Finally, to assess the correlation between sleep and memory, male flies trained for a courtship conditioning task that generated long-term memories were measured for sleep after training. Males whose courtship attempts are thwarted by nonreceptive, recently mated females or by males expressing aphrodisiac pheromones form long-term associative memories as evidenced by subsequently reduced courtship of a receptive virgin female. Trained males that formed long-term memories slept significantly more than their untrained siblings and wake controls (ones that were sleep-deprived while the experimental flies were being trained). Exposure to a virgin female did not alter sleep need. As before, this increase in sleep was associated with longer daytime sleep bouts in trained individuals compared with controls. Further, sleep deprivation for 4 hours immediately after training abolished training-induced changes in sleep-bout duration, as well as courtship memory. Although these results are intriguing, invertebrate memory is particularly sensitive to extinction by mechanical perturbations. However, gentle handling that ensured wakefulness, but not mechanical stimulation, immediately following training, also abolished subsequent courtship memory. Furthermore, sleep deprivation per se did not affect the formation of long-term memory: Trained flies that were allowed to sleep unperturbed for 24 hours and then subjected to 4 hours of sleep deprivation retained courtship memory (Ganguly-Fitzgerald, 2006).
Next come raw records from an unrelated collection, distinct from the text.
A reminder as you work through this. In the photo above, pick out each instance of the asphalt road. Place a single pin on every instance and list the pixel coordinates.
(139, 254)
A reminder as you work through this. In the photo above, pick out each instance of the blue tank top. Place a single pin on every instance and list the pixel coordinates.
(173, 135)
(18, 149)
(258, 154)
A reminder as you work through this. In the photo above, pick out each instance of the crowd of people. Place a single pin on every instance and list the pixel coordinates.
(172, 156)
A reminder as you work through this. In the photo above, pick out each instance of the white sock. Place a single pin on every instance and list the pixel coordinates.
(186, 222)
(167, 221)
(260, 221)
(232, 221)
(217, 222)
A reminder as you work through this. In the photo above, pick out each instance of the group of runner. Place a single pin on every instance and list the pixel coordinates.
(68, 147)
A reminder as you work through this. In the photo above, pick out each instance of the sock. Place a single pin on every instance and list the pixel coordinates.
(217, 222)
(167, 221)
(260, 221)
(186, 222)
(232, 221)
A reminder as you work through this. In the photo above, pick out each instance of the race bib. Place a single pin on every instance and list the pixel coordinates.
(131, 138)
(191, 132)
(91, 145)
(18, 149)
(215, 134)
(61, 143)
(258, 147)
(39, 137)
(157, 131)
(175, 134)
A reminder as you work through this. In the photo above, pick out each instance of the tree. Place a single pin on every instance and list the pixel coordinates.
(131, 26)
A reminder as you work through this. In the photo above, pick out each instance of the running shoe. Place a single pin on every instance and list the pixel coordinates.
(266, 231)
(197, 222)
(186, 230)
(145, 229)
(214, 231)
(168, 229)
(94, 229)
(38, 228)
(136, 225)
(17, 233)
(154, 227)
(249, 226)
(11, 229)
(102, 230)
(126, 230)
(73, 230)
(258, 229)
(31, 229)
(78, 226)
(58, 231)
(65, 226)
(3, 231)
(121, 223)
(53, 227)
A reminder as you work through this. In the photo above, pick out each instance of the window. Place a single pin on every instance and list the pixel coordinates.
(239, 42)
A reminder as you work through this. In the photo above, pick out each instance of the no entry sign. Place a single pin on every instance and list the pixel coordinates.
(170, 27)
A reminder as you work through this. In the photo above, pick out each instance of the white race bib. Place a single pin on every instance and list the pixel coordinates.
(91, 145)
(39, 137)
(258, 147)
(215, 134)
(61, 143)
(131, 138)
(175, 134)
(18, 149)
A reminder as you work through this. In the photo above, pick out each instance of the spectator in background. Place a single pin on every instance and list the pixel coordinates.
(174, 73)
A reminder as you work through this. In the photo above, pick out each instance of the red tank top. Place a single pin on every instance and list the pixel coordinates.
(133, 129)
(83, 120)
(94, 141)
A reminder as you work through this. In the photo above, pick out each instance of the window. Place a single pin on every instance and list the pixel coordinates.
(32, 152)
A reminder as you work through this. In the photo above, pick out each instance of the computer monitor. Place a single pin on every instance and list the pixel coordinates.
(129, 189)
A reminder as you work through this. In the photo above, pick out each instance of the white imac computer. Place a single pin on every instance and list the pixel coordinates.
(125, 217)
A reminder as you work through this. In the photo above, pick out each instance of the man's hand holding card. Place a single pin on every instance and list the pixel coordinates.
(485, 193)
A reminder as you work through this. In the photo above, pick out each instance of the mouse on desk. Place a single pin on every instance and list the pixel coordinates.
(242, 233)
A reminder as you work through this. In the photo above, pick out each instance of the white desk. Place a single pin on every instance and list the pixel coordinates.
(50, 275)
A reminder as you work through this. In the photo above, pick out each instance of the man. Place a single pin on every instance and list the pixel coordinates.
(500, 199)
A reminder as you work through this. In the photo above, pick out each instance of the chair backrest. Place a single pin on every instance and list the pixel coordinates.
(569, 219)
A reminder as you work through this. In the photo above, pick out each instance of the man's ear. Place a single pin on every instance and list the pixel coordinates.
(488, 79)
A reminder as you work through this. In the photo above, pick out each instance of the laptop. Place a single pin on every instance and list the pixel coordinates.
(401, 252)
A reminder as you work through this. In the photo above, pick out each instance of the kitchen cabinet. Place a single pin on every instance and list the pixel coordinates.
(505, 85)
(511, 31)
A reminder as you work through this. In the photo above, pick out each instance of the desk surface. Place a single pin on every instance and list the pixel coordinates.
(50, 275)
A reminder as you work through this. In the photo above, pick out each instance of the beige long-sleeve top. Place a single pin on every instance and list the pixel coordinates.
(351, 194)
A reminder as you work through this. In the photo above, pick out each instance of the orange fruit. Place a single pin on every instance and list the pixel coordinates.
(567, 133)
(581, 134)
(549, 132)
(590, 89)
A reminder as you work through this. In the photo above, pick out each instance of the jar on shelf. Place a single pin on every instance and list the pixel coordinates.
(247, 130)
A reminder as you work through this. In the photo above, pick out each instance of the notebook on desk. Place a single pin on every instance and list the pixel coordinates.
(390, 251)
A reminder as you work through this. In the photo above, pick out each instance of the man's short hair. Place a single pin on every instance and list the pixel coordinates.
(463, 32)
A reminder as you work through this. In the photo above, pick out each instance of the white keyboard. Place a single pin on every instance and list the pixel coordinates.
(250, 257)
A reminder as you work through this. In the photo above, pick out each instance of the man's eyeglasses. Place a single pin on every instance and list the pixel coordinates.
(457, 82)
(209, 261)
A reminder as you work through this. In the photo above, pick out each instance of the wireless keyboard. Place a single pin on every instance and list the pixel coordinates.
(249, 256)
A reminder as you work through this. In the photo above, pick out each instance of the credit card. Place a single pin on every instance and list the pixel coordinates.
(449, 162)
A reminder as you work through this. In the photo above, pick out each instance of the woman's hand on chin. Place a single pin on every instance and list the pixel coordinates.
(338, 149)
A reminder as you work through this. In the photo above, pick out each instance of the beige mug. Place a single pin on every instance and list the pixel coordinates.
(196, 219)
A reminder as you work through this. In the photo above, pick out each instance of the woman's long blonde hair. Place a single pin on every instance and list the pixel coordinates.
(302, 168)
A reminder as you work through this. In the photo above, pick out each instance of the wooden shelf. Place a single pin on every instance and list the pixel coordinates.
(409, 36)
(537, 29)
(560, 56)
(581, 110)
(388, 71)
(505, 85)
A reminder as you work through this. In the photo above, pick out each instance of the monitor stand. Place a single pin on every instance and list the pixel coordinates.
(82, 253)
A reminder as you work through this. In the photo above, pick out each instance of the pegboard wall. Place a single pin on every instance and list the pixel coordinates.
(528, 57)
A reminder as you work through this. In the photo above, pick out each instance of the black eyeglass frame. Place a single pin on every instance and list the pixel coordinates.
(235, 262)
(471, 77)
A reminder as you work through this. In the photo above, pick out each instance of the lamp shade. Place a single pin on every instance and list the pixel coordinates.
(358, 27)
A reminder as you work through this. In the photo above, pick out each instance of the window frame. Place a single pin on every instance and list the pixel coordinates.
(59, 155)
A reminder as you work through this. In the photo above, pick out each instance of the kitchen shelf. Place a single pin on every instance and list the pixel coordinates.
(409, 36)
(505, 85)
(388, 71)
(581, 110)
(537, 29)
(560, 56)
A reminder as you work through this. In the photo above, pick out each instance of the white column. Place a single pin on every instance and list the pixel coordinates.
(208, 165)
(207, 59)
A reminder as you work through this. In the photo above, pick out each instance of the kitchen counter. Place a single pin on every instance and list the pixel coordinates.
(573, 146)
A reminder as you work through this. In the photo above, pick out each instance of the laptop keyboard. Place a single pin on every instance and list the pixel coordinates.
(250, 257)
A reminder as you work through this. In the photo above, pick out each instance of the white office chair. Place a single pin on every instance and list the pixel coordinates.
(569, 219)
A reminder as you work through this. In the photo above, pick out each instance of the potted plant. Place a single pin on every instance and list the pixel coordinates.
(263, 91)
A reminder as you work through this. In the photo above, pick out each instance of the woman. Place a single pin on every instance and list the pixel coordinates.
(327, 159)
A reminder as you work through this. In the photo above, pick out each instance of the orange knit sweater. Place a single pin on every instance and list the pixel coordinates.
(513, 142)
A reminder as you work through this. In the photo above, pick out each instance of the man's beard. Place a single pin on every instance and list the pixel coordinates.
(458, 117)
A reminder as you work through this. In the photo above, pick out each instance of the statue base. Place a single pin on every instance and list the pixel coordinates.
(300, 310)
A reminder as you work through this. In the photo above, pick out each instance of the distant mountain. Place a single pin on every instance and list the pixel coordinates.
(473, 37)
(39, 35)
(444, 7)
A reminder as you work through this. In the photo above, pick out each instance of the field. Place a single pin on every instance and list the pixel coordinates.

In summary, this study has demonstrate a rapid and dynamic relation between prior social experience and sleep need in Drosophila. In particular, experience-dependent changes in sleep need require dopaminergic modulation, cAMP signaling, and a particular subset of long-term memory genes, supporting the hypothesis that sleep and neuronal activity may be inexorably intertwined. These observations are compelling given two recent studies have demonstrating a central role of the mushroom bodies in sleep regulation and emphasize the importance of establishing Drosophila as a model system to investigate the molecular pathways underlying sleep and plasticity (Ganguly-Fitzgerald, 2006).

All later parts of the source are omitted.